A slow housing market didn’t stop
Zillow Group
in the fourth quarter. The company reported revenue that beat analysts’ expectations on Tuesday, and the company’s shares rose on the news.
Zillow reported fourth-quarter revenue of $474 million, a 9% gain compared with the same quarter a year ago, on a net loss of $73 million. That was better than the company’s guidance of $430 million to $455 million and above analysts’ expectations of $452 million, according to FactSet.
The company’s net loss was also narrower than expected, with analysts projecting a net loss of $77 million.
Zillow shares were up 6% in premarket trading Wednesday.
Zillow reported full-year revenue of $1.9 billion, down 1% from the year prior, on a net loss of $158 million. Full-year revenue was about in line with analysts’ expectations, while its net loss was narrower than the $168 million forecast by Wall Street.
“We reported great revenue numbers across the whole of our increasingly diversified and growing business,” Zillow CEO Rich Barton said.

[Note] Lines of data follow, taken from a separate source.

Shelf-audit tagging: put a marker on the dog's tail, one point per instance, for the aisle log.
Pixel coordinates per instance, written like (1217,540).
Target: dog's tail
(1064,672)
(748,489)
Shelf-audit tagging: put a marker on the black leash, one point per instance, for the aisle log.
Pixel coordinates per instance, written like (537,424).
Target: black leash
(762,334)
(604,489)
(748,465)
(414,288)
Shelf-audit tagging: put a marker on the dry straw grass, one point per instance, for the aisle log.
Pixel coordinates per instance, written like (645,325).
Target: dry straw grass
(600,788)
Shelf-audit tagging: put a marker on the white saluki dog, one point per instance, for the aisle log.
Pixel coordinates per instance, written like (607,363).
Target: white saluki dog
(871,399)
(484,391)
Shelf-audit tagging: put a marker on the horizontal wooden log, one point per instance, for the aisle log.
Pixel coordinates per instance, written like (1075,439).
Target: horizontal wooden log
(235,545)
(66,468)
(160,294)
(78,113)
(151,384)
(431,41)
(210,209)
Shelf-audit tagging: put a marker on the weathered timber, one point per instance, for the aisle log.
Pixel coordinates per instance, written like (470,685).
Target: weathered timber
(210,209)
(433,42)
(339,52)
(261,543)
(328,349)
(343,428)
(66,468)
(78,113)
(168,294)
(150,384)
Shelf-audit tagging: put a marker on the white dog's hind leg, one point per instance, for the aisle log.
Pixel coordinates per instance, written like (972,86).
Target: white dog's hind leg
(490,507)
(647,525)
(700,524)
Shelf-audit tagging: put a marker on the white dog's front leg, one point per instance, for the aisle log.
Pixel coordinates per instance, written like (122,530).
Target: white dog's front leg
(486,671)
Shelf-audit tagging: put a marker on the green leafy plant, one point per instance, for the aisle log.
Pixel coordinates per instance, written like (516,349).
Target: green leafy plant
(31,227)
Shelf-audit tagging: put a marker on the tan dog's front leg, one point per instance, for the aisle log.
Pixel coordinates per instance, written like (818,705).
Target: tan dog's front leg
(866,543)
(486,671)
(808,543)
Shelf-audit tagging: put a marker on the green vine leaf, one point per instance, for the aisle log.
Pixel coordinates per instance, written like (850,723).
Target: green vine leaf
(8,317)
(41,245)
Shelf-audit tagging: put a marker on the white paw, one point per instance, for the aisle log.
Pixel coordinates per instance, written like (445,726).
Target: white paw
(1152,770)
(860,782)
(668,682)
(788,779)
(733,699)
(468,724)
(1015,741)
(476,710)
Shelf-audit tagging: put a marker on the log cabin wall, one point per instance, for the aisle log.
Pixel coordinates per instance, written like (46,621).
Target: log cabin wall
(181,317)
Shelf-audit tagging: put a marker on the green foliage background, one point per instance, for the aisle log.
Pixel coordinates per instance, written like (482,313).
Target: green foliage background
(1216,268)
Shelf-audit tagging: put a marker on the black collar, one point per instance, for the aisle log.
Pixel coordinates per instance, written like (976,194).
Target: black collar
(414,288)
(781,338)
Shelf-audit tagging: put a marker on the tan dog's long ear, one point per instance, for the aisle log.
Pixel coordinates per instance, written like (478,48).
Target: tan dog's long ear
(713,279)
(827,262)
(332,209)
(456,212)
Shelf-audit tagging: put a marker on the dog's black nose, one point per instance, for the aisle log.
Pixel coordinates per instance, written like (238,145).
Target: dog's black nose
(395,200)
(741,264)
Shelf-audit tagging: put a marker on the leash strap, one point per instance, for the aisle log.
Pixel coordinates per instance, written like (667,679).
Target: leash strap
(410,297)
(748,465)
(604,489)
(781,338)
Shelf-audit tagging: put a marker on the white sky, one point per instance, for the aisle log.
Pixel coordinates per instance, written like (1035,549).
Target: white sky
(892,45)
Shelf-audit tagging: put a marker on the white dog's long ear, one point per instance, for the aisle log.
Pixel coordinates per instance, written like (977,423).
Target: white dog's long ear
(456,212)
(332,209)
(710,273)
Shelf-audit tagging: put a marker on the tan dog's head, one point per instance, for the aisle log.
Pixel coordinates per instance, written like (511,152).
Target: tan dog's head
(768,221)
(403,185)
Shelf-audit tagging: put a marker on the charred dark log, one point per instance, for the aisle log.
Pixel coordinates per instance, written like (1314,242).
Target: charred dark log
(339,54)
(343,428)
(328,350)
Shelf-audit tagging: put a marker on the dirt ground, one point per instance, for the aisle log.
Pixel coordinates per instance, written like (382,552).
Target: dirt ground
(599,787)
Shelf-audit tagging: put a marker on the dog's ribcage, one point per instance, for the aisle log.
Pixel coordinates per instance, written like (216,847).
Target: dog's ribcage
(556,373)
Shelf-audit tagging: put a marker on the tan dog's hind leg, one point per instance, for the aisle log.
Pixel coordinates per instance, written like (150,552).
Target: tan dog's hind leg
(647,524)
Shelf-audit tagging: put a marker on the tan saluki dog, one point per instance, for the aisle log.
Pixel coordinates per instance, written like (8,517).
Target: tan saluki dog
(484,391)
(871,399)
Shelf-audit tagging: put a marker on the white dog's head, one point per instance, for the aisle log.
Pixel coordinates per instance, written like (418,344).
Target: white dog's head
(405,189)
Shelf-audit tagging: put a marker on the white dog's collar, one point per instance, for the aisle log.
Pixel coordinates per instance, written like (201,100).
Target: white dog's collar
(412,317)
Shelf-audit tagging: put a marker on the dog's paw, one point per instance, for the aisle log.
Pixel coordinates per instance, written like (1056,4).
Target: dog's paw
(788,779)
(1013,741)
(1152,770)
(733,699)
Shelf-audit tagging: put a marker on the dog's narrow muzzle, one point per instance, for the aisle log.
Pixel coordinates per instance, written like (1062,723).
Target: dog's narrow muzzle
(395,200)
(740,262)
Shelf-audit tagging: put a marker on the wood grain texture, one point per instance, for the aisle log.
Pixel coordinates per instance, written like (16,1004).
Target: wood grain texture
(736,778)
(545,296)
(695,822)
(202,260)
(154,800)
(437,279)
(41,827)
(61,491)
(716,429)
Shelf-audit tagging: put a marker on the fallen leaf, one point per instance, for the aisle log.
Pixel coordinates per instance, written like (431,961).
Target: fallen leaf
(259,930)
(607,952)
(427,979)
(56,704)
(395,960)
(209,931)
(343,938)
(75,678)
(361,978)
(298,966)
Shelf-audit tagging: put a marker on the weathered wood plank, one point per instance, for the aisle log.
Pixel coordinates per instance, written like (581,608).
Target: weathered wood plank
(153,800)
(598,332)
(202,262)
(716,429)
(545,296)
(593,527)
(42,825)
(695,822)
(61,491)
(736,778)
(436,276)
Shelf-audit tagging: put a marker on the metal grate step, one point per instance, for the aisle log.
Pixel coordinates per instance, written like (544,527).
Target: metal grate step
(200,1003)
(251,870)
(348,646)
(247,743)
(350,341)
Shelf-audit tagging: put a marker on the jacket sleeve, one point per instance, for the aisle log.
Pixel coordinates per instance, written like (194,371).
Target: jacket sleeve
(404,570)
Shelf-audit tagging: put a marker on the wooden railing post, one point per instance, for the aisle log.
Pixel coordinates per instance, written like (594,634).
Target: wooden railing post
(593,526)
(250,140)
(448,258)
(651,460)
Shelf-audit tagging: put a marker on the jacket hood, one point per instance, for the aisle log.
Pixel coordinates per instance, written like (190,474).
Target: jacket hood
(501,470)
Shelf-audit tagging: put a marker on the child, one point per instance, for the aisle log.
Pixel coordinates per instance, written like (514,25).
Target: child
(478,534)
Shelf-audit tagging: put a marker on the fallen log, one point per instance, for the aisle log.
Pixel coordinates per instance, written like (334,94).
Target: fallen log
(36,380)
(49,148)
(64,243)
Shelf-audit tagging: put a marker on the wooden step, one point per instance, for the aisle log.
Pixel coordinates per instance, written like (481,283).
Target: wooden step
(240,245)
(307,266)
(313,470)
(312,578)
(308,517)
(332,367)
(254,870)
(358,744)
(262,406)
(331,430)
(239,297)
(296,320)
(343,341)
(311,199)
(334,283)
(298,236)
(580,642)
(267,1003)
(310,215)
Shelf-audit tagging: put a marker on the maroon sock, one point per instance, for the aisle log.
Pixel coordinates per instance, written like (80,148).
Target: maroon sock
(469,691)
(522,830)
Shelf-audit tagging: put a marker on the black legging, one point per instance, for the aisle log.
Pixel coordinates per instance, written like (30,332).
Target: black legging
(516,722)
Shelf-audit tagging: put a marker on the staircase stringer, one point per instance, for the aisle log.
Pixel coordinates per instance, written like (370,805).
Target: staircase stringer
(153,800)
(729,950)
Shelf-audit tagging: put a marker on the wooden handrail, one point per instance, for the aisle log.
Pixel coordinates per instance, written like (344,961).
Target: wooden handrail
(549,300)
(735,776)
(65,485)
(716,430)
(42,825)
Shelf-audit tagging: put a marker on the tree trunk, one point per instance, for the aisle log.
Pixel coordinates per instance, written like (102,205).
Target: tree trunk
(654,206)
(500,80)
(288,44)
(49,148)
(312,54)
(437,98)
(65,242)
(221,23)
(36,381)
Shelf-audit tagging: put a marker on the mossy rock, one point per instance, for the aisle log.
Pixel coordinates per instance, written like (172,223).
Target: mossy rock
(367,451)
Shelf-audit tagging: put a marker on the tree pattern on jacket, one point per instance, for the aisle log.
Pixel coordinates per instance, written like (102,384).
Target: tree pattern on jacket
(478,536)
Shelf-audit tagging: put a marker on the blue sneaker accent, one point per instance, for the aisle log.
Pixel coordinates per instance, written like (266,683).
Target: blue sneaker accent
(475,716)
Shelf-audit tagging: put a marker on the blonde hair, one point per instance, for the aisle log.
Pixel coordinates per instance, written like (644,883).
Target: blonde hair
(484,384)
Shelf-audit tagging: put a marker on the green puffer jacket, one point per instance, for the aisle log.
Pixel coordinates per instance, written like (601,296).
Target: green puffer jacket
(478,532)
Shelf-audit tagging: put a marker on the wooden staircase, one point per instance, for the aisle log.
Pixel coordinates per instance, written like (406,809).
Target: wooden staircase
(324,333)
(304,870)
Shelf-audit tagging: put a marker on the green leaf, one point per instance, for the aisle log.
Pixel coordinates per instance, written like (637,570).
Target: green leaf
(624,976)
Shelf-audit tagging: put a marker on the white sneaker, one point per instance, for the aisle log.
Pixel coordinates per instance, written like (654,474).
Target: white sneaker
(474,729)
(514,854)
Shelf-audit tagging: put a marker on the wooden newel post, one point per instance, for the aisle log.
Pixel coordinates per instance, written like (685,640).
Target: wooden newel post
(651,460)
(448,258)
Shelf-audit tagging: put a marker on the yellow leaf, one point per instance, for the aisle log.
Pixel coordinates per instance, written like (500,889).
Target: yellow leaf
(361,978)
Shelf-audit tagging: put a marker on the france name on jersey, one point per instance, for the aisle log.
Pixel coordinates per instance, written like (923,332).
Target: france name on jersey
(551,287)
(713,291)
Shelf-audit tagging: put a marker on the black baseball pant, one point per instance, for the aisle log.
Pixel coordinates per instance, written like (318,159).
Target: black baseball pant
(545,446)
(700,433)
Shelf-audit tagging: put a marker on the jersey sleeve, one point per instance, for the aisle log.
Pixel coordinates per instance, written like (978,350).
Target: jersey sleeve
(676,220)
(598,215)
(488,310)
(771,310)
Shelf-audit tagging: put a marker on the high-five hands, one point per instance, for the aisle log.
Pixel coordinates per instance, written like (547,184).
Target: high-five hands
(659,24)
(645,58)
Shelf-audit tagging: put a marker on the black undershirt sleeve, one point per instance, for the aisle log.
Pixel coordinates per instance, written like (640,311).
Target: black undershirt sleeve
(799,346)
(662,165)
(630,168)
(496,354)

Revenue increased across Zillow’s business segments. In its residential segment, which contains its premier agent lead-generation program and comprises the biggest chunk of the company’s overall sales, revenue grew 3% to $349 million. Its rental revenue increased 37% to $93 million, while its mortgage revenue grew 22% to $22 million, the company said.
Zillow’s results cap off a year in the housing market that was defined by rising mortgage rates, which peaked near 8% in late October, according to Freddie Mac. Existing-home transactions in 2023 fell to the lowest total in nearly 30 years, National Association of Realtors data show, as high housing costs squeezed prospective buyers and some homeowners decided not to sell, reducing home inventory.
Mortgage rates have improved, but headwinds remain. The company expects the total transaction value of existing-home sales will fall from year-ago levels at its midpoint in the first quarter—but that Zillow’s revenue will increase 7% from the year prior, Zillow CFO Jeremy Hofmann said on a conference call.
“Despite the tough macro existing home sales environment, we expect our residential revenue to outperform Industry in Q1 as our growth pillars begin to contribute to revenue and the Investments we have made in our overall funnel continue to deliver benefits,” he said.
Zillow is perhaps best known for its listings platform. The company reported 194 million average monthly unique users of its apps and sites in the fourth quarter, and said in a shareholder presentation that it is searched three times more than Realtor.com, citing Google trends data. (
News Corp,
Barron’s parent company, also owns Move, which runs Realtor.com).
But it is more than that, Barton said on an earnings call.
“Zillow is now the container into which we will continually place new features and services that work together seamlessly to solve real customer and partner pain points,” Barton said.
The company sees opportunity for growth. Zillow captures only $1.5 billion of a total addressable market it calculates at $30 billion, executives said.
“Our position as one of the largest internet brands in the United States, alongside iconic brands such as
Facebook,
Spotify, and
Netflix,
gives us confidence that we have many years of growth into that $30 billion,” Barton said.
Financing, touring, and rentals are among Zillow’s areas of focus, it said in a shareholder letter.
“These growth pillars serve as a roadmap to achieve our goals to grow customer transaction share from 3% to 6% by the end of 2025 and grow our revenue alongside that transaction share growth,” Barton and Hofmann wrote.
For the current quarter, Zillow said it sees revenue coming in between $495 million to $510 million, about in line with what analysts had expected for first-quarter guidance, according to FactSet. The company forecasts earnings before interest, taxes, depreciation, and amortization, or Ebitda, coming in between $95 million to $105 million—shy of Wall Street’s expectation for $112 million, according to FactSet.